Unification of dnstwist + SQLite + Email reporting. Set it as a cron job that runs every hour, give it a list of domains and email addresses for reporting, then watch it go find stuff.
66 stars 13 forks source link

bug: the same (alert email address, domain) pair can be added multiple times #9

Closed kristovatlas closed 7 years ago

kristovatlas commented 7 years ago

This causes dnstwist to examine the same domain n times for each invocation of core.py

2 easy ways to fix this:

  1. modify sql schema so that CREATE TABLE statement includes UNIQUE (email address, domain) constraint. should probably modify existing tables in the wild during build or add.
  2. modify python so that it SELECTs (email, domain) pair before attempting to INSERT. should probably remove duplicates from existing tables in the wild during build or add.
0xd34db33f commented 7 years ago

Finally getting some time to pick this back up and run with it. I'm fine with option 2, however I think we need to make the only domains in the lookupTable to be unique. So something like...

  1. Create a get_entry_domain function that gets all the entries for a domain
  2. Add a sanity check to the add_domain function in util.py that throws an error if there are any entries found for that domain.
0xd34db33f commented 7 years ago

Re-thinking the approach in my last comment there. We're kinda in this rough place of either kludging together a hack that ensures uniqueness in Python or using the database in it's natural purpose to ensure uniqueness.

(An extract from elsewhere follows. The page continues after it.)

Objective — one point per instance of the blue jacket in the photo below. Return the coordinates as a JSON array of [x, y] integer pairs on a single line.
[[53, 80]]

After further reflection, I don't think the Python get_entry_domain function referenced above is the correct way to go. But I don't want to be on the hook for creating some awful code that ensures the database is updated to the proper spec every time we make a change to the DB. What if we add a magic value to the database to specify the database schema version that we are running with and then GFYP bails if it either doesn't find a copy of that in the database or if it' an older copy. We could then add a function to util.py called "convert" that inits a new database, and copies all the entries out of an old database into the new one. Seems cleaner to me rather than adding a bunch of checks to GFYP proper code.